Interesting! Thank you for these links and explanations!
If you'd be willing to create a pull request, simply click the little edit-button at the top right of the README file right here on the Github website. Then you can add a little section about latencies on Linux, give a brief summary of the edits in the commit box at the bottom, and Github will take care of all the git-witchery for you.
But if you'd rather not do that, that's cool too. I like to offer people simple ways of contributing to my open source projects, just for the fun of it. That's all.
:)) i do appreciate, and i do understand why github works the way it works. i also understand how immensely useful it is for programmers who code for a living.
while i can code something up in a pinch (or at least fail gracefully while searching stackoverflow), github still seems anything but simple to me.
i made an attempt, hope it works out. was it supposed to be ettiquette to create a branch for my modifications, or was it ok that i did it in the master branch?
You did it exactly right! Github created a fork of SoundCard on your account, and a new branch with your changes, then opened a pull request with that branch on here. That's how it is supposed to go.
Thank you very much!
running ubuntu on my laptop here
i wrote a python script to check mic audio levels and adjust some playback volumes.

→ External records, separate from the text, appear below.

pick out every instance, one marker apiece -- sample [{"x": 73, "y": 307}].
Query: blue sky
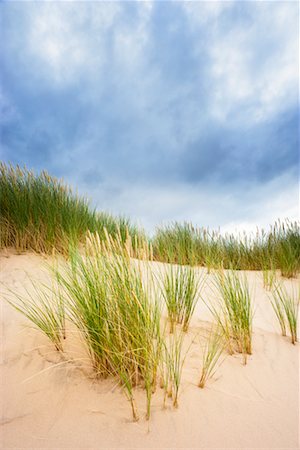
[{"x": 161, "y": 111}]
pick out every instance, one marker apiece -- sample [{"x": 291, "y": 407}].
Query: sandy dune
[{"x": 50, "y": 403}]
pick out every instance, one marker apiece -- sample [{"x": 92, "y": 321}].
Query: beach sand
[{"x": 49, "y": 401}]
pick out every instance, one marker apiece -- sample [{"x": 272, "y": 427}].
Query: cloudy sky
[{"x": 161, "y": 111}]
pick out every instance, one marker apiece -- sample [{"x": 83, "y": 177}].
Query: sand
[{"x": 50, "y": 403}]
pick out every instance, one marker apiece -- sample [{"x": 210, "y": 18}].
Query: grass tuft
[{"x": 212, "y": 352}]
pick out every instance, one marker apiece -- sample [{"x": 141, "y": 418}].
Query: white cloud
[{"x": 66, "y": 40}]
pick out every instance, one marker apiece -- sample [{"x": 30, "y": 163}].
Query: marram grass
[
  {"x": 180, "y": 288},
  {"x": 286, "y": 308},
  {"x": 212, "y": 352},
  {"x": 41, "y": 213},
  {"x": 234, "y": 312},
  {"x": 279, "y": 248}
]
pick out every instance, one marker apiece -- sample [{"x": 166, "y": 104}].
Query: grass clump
[
  {"x": 111, "y": 306},
  {"x": 279, "y": 248},
  {"x": 41, "y": 213},
  {"x": 286, "y": 308},
  {"x": 45, "y": 309},
  {"x": 212, "y": 352},
  {"x": 180, "y": 290},
  {"x": 234, "y": 315},
  {"x": 173, "y": 361}
]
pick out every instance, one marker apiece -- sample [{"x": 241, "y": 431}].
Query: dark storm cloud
[{"x": 142, "y": 96}]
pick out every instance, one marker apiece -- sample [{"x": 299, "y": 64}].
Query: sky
[{"x": 162, "y": 111}]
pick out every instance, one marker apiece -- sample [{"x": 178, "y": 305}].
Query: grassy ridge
[
  {"x": 40, "y": 213},
  {"x": 185, "y": 244}
]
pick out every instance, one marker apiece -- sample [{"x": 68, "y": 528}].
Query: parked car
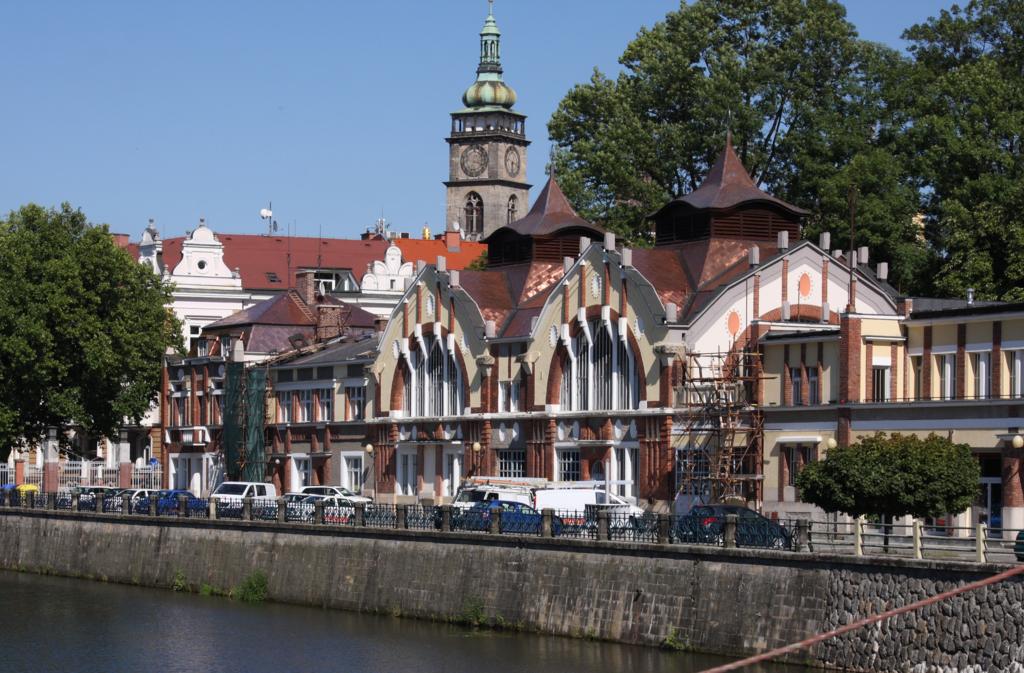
[
  {"x": 336, "y": 491},
  {"x": 337, "y": 509},
  {"x": 516, "y": 517},
  {"x": 236, "y": 491},
  {"x": 168, "y": 503},
  {"x": 705, "y": 523}
]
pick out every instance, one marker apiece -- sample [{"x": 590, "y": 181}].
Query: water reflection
[{"x": 54, "y": 624}]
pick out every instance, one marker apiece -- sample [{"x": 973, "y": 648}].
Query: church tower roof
[{"x": 489, "y": 90}]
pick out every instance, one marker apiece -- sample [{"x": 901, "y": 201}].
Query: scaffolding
[{"x": 721, "y": 428}]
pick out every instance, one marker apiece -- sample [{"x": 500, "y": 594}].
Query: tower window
[{"x": 474, "y": 213}]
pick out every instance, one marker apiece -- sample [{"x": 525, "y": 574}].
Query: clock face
[
  {"x": 474, "y": 161},
  {"x": 512, "y": 161}
]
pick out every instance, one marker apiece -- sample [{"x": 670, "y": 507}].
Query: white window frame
[
  {"x": 305, "y": 405},
  {"x": 568, "y": 463},
  {"x": 408, "y": 471}
]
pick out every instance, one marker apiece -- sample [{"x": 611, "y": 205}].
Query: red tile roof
[
  {"x": 256, "y": 256},
  {"x": 457, "y": 258}
]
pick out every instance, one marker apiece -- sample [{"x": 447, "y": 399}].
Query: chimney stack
[
  {"x": 305, "y": 285},
  {"x": 671, "y": 312}
]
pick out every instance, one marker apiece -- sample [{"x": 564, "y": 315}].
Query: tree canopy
[
  {"x": 85, "y": 328},
  {"x": 893, "y": 475},
  {"x": 813, "y": 109},
  {"x": 965, "y": 95}
]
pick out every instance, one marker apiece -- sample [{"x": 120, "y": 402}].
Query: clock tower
[{"x": 486, "y": 185}]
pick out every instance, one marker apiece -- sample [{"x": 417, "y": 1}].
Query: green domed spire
[{"x": 488, "y": 89}]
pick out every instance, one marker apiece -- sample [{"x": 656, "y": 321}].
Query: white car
[
  {"x": 341, "y": 492},
  {"x": 236, "y": 491}
]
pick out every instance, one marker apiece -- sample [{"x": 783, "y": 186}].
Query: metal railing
[{"x": 855, "y": 538}]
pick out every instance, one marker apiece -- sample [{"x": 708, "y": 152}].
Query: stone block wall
[{"x": 729, "y": 601}]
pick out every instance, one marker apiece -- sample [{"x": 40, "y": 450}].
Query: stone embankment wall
[{"x": 729, "y": 601}]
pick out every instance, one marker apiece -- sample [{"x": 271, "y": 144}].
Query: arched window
[
  {"x": 433, "y": 382},
  {"x": 513, "y": 209},
  {"x": 435, "y": 370},
  {"x": 599, "y": 373},
  {"x": 474, "y": 213},
  {"x": 603, "y": 367}
]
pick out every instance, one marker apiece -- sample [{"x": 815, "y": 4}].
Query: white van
[
  {"x": 581, "y": 497},
  {"x": 486, "y": 489},
  {"x": 228, "y": 491}
]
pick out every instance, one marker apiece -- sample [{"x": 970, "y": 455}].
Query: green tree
[
  {"x": 893, "y": 475},
  {"x": 85, "y": 328},
  {"x": 965, "y": 94},
  {"x": 806, "y": 99}
]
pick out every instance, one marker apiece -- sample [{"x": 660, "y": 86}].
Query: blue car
[
  {"x": 516, "y": 517},
  {"x": 167, "y": 503}
]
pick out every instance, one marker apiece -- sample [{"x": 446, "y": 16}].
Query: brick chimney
[
  {"x": 306, "y": 287},
  {"x": 453, "y": 241}
]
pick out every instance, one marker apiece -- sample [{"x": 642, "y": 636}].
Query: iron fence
[
  {"x": 572, "y": 523},
  {"x": 632, "y": 527},
  {"x": 423, "y": 517},
  {"x": 339, "y": 515}
]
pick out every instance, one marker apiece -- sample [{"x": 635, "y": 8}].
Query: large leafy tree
[
  {"x": 893, "y": 475},
  {"x": 805, "y": 98},
  {"x": 966, "y": 97},
  {"x": 85, "y": 328}
]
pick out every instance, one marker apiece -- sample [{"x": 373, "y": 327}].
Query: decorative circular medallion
[
  {"x": 474, "y": 161},
  {"x": 512, "y": 161}
]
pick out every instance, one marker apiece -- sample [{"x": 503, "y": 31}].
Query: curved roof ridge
[{"x": 550, "y": 213}]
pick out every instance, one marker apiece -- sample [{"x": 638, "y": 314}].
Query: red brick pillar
[
  {"x": 868, "y": 364},
  {"x": 926, "y": 365},
  {"x": 849, "y": 356},
  {"x": 961, "y": 390},
  {"x": 995, "y": 367}
]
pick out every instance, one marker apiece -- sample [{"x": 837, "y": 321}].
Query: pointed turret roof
[
  {"x": 727, "y": 185},
  {"x": 551, "y": 212}
]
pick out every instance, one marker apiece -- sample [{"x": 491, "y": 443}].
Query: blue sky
[{"x": 335, "y": 111}]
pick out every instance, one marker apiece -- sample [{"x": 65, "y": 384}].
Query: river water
[{"x": 52, "y": 624}]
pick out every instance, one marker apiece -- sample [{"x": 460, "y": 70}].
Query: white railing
[{"x": 147, "y": 477}]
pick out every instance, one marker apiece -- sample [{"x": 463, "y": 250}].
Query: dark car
[
  {"x": 705, "y": 524},
  {"x": 167, "y": 501},
  {"x": 516, "y": 517}
]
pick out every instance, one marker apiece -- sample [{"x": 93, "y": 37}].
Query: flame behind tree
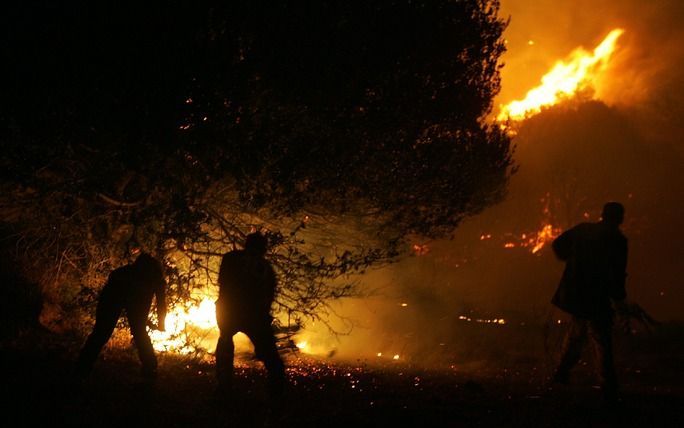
[
  {"x": 359, "y": 118},
  {"x": 566, "y": 78}
]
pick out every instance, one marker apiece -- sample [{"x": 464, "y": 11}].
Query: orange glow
[
  {"x": 565, "y": 79},
  {"x": 182, "y": 322}
]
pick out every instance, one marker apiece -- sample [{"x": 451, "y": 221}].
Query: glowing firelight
[
  {"x": 199, "y": 317},
  {"x": 564, "y": 80}
]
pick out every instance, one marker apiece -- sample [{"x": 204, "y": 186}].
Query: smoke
[{"x": 624, "y": 145}]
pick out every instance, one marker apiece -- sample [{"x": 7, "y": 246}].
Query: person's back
[
  {"x": 595, "y": 256},
  {"x": 594, "y": 277},
  {"x": 129, "y": 288},
  {"x": 247, "y": 285}
]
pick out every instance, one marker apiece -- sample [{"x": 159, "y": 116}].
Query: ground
[{"x": 39, "y": 390}]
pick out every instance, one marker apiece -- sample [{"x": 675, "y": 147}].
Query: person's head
[
  {"x": 149, "y": 267},
  {"x": 613, "y": 214},
  {"x": 256, "y": 243}
]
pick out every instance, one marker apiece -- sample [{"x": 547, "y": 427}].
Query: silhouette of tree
[{"x": 342, "y": 128}]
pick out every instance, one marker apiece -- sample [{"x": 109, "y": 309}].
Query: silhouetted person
[
  {"x": 593, "y": 280},
  {"x": 129, "y": 288},
  {"x": 247, "y": 285}
]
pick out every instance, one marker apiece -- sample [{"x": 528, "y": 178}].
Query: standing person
[
  {"x": 594, "y": 278},
  {"x": 247, "y": 285},
  {"x": 128, "y": 288}
]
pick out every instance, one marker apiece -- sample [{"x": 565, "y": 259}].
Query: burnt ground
[{"x": 38, "y": 390}]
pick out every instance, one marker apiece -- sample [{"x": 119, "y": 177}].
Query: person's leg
[
  {"x": 265, "y": 349},
  {"x": 601, "y": 333},
  {"x": 572, "y": 349},
  {"x": 107, "y": 315},
  {"x": 137, "y": 319},
  {"x": 225, "y": 348}
]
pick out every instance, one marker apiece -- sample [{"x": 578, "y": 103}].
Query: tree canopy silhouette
[{"x": 344, "y": 128}]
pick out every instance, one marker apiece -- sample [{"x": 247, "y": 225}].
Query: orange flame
[{"x": 564, "y": 80}]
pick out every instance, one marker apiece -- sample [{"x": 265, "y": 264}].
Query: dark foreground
[{"x": 38, "y": 390}]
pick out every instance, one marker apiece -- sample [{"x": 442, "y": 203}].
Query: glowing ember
[
  {"x": 536, "y": 241},
  {"x": 499, "y": 321},
  {"x": 564, "y": 80},
  {"x": 181, "y": 323}
]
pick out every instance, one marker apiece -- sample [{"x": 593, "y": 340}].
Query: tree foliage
[{"x": 343, "y": 128}]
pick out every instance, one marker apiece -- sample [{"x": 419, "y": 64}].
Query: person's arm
[
  {"x": 270, "y": 287},
  {"x": 562, "y": 246},
  {"x": 160, "y": 293},
  {"x": 618, "y": 292}
]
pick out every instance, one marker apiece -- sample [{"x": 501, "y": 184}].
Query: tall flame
[{"x": 565, "y": 79}]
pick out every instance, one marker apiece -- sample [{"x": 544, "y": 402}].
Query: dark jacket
[
  {"x": 133, "y": 286},
  {"x": 247, "y": 285},
  {"x": 595, "y": 270}
]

basically a compressor with sidechaining from the microphone. very handy to reduce the volume of the ambient music when i am talking to someone, or into the phone, not so handy when you have a mechanical keyboard and you start typing. :)
i can provide full code, if you like but the gist of it is:
anyway, when under development, i kept pavucontrrol open to monitor what it actually does to the actual output volume of the system. i tweaked some code, some of the variable in the config files, etc... and i decided i was satisfied.
then one day i noticed the output of the cli-visualisations i printed got very jagged, with erratic jumps here and there, and the volume behaved a lot like my feedback loop had variable execution time (samplerate, in the discrete-control-system sense, not for the soundcard). i think the microphone data acquisition might have variable latency and be generally lazier.
i noticed that the problem goes away when i keep pavucontrol open.
any ideas on what might be going on and how i can adress this?